Foto: Fernando Frazão/Agência Brasil
De onde vêm os ovos?
Muito antes da ressurreição ser celebrada, povos germânicos e celtas já festejavam o fim do inverno e a chegada da primavera. Era época de homenagear Ostara (ou Eostre), deusa da fertilidade e do renascimento. Ovos e coelhos, símbolos de vida nova, eram abundantes nos rituais. Não à toa, o nome "Easter", usado em inglês para designar a Páscoa, deriva dessa divindade pagã.
“O cristianismo, em sua expansão, incorporou muitos elementos simbólicos dos povos que encontrou. Era mais fácil converter quando a festa já estava montada”, comenta Lucas Araújo, historiador pela UFBA. “Os coelhos e ovos de chocolate são uma herança pagã embrulhada em papel alumínio”.
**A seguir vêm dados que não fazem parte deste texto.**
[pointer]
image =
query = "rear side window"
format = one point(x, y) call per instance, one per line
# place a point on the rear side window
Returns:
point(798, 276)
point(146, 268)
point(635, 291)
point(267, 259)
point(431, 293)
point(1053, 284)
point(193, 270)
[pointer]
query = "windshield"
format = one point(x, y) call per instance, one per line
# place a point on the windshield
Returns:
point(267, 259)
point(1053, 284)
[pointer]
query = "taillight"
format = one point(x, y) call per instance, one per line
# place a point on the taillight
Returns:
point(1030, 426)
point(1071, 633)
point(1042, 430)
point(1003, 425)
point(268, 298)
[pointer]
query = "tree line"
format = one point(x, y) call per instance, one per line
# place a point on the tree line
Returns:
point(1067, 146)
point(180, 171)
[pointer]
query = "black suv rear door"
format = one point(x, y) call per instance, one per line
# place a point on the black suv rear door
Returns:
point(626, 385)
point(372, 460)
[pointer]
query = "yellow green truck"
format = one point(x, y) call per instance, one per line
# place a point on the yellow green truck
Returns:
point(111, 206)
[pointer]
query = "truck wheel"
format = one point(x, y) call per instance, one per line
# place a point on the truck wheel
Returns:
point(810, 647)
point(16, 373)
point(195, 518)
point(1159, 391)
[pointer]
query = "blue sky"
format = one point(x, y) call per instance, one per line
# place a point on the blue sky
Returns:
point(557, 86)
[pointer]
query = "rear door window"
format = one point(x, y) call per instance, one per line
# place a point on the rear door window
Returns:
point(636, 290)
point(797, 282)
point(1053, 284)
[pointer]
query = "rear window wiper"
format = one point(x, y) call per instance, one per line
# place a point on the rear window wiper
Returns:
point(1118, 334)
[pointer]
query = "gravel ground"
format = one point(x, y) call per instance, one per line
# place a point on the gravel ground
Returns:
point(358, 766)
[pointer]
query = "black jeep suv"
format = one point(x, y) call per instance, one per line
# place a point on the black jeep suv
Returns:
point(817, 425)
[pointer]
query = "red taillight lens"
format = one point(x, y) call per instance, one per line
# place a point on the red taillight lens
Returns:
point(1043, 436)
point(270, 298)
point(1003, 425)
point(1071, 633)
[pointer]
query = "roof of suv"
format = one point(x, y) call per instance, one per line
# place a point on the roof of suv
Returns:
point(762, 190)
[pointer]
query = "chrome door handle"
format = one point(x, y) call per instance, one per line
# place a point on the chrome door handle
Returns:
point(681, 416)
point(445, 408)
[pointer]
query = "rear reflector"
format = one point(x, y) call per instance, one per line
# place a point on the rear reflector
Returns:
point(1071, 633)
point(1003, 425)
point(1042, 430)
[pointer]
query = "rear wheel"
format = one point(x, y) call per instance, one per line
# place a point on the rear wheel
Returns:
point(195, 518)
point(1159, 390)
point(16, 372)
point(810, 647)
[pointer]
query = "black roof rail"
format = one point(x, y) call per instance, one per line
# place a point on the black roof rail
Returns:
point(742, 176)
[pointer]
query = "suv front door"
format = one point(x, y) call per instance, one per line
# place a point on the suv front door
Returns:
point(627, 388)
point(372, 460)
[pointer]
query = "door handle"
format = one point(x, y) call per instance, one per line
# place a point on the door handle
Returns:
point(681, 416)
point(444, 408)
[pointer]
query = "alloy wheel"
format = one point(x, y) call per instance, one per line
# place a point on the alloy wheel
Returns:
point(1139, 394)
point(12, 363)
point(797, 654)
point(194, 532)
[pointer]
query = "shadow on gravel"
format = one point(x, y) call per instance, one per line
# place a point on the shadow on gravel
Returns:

E, no fim das contas, o que celebramos?
A resposta não cabe em um ovo. A Páscoa, em suas muitas versões, é sempre um rito de passagem, de Pêssach: da escravidão à liberdade, da morte à vida, do frio à fertilidade. Mas, ao reduzir tudo ao preço do bacalhau ou ao peso do chocolate, perdemos o essencial: o sentido de transformar-se.
E talvez seja isso que mais precisamos lembrar — especialmente em tempos em que renascer parece cada vez mais urgente.
“É curioso como, ao longo da história, as sociedades sempre encontraram formas de ritualizar o recomeço”, explica o historiador Lucas Araújo. “A Páscoa não nasce com o cristianismo. Antes disso, temos o Pêssach judaico, que já era, por si só, uma narrativa poderosa de libertação. E antes ainda, rituais pagãos que celebravam o retorno da fertilidade e da vida após o inverno. Ou seja: renascer é uma obsessão humana. A cada época, a cada cultura, esse desejo toma um nome diferente”.
A fé também é digital
Se antes a fé era vivida apenas no templo ou na missa de domingo, hoje ela também habita as telas. Nas últimas madrugadas, uma live às 4h reuniu cerca de um milhão de famílias na internet - tudo em nome da Quaresma, o período de preparação para a Páscoa. Esse é só um exemplo de como a espiritualidade ganhou novos púlpitos: celulares, computadores e vídeos no TikTok. Fiéis, inclusive muitos jovens, rezando, chorando, jejuando, tudo em tempo real, com comentários, emojis e corações flutuando na tela. Uma espécie de vigília digital, onde o sagrado encontra o algoritmo. Talvez o milagre moderno seja esse: encontrar transcendência no meio da notificação.